Это было в конце февраля; я по обыкновению обедал у них. В этот роковой день она мне показалась особенно очаровательною; за обедом потчевала меня вином и была так любезна, что когда пробило пять часов, то я готов был забыть про класс, однако ж она сама мне про него напомнила. Делать было нечего, я встал из-за стола и ушел не прощаясь, обещаяся зайти из класса и непременно обыграть ее в гальбе-цвельф.
Классы кончились. Захожу я по обещанию к ним, меня в дверях встречает Лукьян и говорит, что барин никого принимать не приказали. Я немало удивился такому превращению и пошел к себе на квартиру. Против обыкновения застал я дома Михайлова и удалого мичмана. Вечер пролетел у нас в веселой болтовне. Часу в двенадцатом они пошли ужинать, а я лег спать.
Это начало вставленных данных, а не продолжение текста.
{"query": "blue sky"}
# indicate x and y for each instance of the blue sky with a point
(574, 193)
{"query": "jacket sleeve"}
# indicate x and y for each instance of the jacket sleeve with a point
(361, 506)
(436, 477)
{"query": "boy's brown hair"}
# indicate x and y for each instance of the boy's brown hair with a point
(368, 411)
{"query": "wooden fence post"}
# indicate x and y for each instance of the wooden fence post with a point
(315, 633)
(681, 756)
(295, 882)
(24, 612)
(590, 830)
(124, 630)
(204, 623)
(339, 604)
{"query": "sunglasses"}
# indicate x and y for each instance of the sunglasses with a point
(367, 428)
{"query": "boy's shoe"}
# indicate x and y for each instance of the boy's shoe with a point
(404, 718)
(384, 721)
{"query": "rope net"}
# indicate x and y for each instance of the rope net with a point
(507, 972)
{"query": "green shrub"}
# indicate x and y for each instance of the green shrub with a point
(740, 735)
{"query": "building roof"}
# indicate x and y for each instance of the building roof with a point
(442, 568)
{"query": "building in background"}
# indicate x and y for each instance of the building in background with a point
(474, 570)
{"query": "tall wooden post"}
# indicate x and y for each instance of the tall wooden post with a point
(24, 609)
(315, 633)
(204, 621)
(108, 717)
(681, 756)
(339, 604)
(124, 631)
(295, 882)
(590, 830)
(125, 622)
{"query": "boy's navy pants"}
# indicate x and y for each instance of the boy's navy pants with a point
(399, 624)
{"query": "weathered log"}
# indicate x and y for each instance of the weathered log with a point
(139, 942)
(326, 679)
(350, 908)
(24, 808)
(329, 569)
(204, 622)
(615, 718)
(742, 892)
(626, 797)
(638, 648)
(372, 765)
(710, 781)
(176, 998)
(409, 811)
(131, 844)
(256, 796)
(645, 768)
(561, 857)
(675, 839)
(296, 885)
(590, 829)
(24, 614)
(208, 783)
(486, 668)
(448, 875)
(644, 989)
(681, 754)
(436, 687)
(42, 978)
На другой день поутру из класса захожу я к Карлу Павловичу, вхожу в мастерскую, и он встречает меня весело такими словами: «Поздравьте меня, я холостой человек!» Сначала я его не понял, но он повторил мне еще раз. Я все еще не верил, и он прибавил совсем невесело: «Жена моя вчера после обеда ушла к Заурвейдовой и не возвращалась». Потом он велел Лукьяну сказать Липину, чтобы тот подал ему палитру и кисти. Через минуту все было подано, и он сел за работу. На станке стоял неоконченный портрет графа Мусина-Пушкина. Он принялся за него. Как ни старался он казаться равнодушным, работа ему сильно изменяла. Наконец, он бросил палитру и кисти и проговорил как бы про себя: «Неужели это меня так тревожит? Работать не могу». И он ушел к себе наверх. Во втором часу я ушел в класс, все еще не совсем уверенный в случившемся. В три часа я вышел из класса и не знал, что делать: идти ли мне к нему или оставить его в покое. Лукьян встретил меня в коридоре и разрешил мое недоумение, сказавши: «Барин просят обедать». Обедал я, однако ж, один, а Карл Павлович ни до чего не дотронулся, даже за стол не садился, жаловался на головную боль, а сам курил сигару. На другой день он слег в постель и пролежал две недели; в это время я не отходил от него. В нем по временам показывался горячечный бред, но он ни разу не произнес имя жены своей. Наконец, он начал поправляться и в один вечер пригласил брата своего Александра и просил его рекомендовать ему адвоката, чтобы хлопотать о формальной разводной. Теперь он уже выходит и заказал Довициелли большой холст – думает начать картину «Взятие на небо Божией матери» для Казанского собора. А в ожидании холста и лета начал портрет во весь рост князя Александра Николаевича Голицына [для] Федора Ивановича Прянишникова. Старик будет изображен в сидячем положении, в андреевской ленте и в сером фраке.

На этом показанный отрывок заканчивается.